Yükleniyor...
19.04.2010
Geçen hafta gündem, Ahmet Türk’ün uğradığı yumruklu saldırıyla meşguldü. Öyle ki Başbakan’ın Amerika temasları ve Orta Asya üzerindeki hesaplaşmalar, medyada yüzeysel olarak yer aldı.
Malum, Ahmet Türk, vekilliğinin düşürülmesinin verdiği rahatlıkla teröristleri daha güçlü bir sesle savunuyor ve bölücülüğü de sürdürmeye devam ediyor. Uğradığı saldırı kimse tarafından tasvip edilemez, ama haklı haksız sorgulamamızın da önüne geçemez.

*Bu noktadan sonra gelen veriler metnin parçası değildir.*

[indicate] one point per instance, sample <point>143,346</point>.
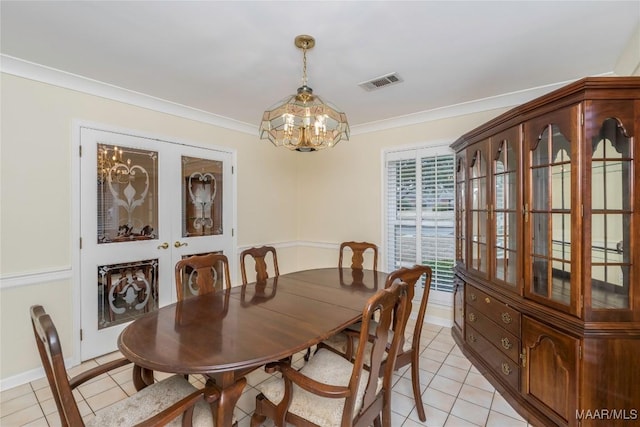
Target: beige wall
<point>304,200</point>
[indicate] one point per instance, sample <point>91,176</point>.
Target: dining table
<point>226,334</point>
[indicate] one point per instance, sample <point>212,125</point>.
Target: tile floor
<point>454,393</point>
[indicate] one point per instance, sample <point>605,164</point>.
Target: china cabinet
<point>547,287</point>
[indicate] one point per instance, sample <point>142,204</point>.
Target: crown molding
<point>505,100</point>
<point>41,73</point>
<point>29,70</point>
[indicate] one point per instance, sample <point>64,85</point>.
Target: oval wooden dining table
<point>226,334</point>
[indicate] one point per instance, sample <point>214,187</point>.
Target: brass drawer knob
<point>506,344</point>
<point>505,368</point>
<point>506,317</point>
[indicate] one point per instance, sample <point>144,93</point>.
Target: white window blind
<point>420,212</point>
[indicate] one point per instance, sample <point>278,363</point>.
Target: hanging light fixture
<point>304,122</point>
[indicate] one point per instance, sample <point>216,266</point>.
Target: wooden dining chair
<point>409,352</point>
<point>198,274</point>
<point>358,250</point>
<point>259,256</point>
<point>164,402</point>
<point>330,390</point>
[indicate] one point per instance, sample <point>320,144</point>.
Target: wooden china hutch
<point>547,284</point>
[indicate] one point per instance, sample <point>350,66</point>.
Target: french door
<point>145,204</point>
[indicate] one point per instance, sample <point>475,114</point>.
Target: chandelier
<point>304,122</point>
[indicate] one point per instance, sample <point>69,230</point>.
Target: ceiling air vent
<point>380,82</point>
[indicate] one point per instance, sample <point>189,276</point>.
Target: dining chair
<point>409,352</point>
<point>198,274</point>
<point>330,390</point>
<point>358,249</point>
<point>164,402</point>
<point>259,256</point>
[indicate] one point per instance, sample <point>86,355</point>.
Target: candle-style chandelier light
<point>304,122</point>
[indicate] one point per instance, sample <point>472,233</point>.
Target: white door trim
<point>76,127</point>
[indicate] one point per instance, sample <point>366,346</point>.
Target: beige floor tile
<point>477,380</point>
<point>93,388</point>
<point>106,398</point>
<point>438,399</point>
<point>19,403</point>
<point>14,392</point>
<point>476,395</point>
<point>470,412</point>
<point>496,419</point>
<point>453,421</point>
<point>445,385</point>
<point>453,373</point>
<point>402,404</point>
<point>21,417</point>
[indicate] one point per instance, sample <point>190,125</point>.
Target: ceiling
<point>236,58</point>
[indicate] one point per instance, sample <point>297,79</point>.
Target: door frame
<point>76,205</point>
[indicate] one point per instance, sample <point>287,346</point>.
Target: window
<point>419,213</point>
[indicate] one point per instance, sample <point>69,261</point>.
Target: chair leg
<point>415,381</point>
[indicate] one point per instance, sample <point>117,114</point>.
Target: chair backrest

Yumruğu atan şahısın, Ahmet Türk’ü gördüğü zaman şehit tabutlarının gözünün önüne geldiğini söylemesi, bu işe birilerinin emri ve etkisi altında kalmadan teşebbüs ettiğinin en önemli delilidir.
Sokaktaki sade vatandaşların nabzını merak ettiğim için, bu olayı kiminle konuştuysam, öyle bir durumda onların da kendilerine hâkim olamayacaklarını, hatta kimilerinin daha incitici bir şekilde yüzüne tükürebileceklerini cevabını aldım.

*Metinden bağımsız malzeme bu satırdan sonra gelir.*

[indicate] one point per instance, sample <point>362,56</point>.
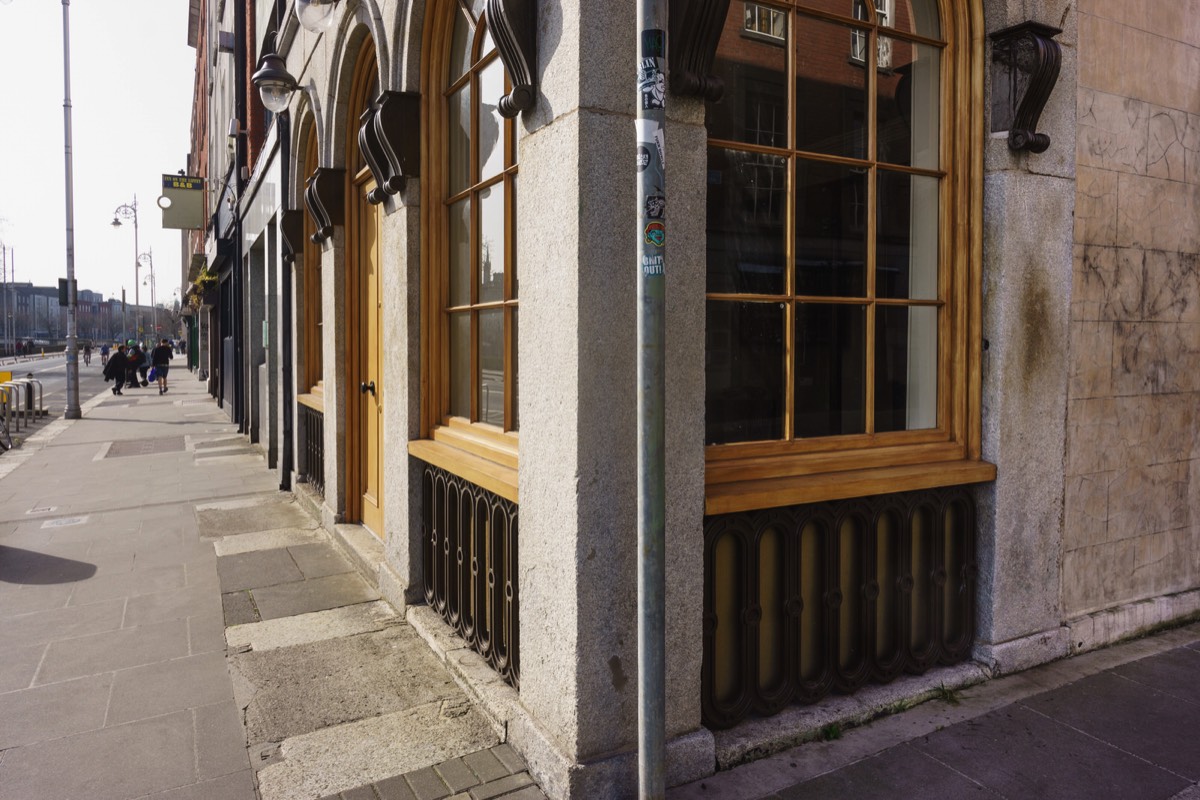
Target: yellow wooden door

Vatandaş olayları sorgularken, kutsalları uğruna her şeyin yapılabileceği ihtimalini de ortaya koyar. Peki, sözde millete vekil olarak yönetime gelmiş kişilerin kınamaları toplumda nasıl bir hava oluşturmuştur?
Bu olayların yaşanmasına sebep olan Başbakan başta olmak üzere, parti genel başkanlarının ve bazı bakanların olayı kınaması ve olayın arka planını göz önünde bulundurmadan savunmaya geçmeleri, Ahmet Türk’ün bu olayda haklı olduğu yönünde izlenimler oluşturmuştur. Hele Samsun Vali ve Emniyet Müdürü üzerindeki iktidar baskısı, vatandaşa da sakın böyle bir işe bir daha teşebbüs etmeyin mealindeydi. Toplumdaki direnç mekanizmasını kırarak, olaylara seyirci kalınması kimin işine geliyorsa, bu da bize bu işin ortağının çok ve hepsinin de görevi başında olduğunu açıkça gösteriyor.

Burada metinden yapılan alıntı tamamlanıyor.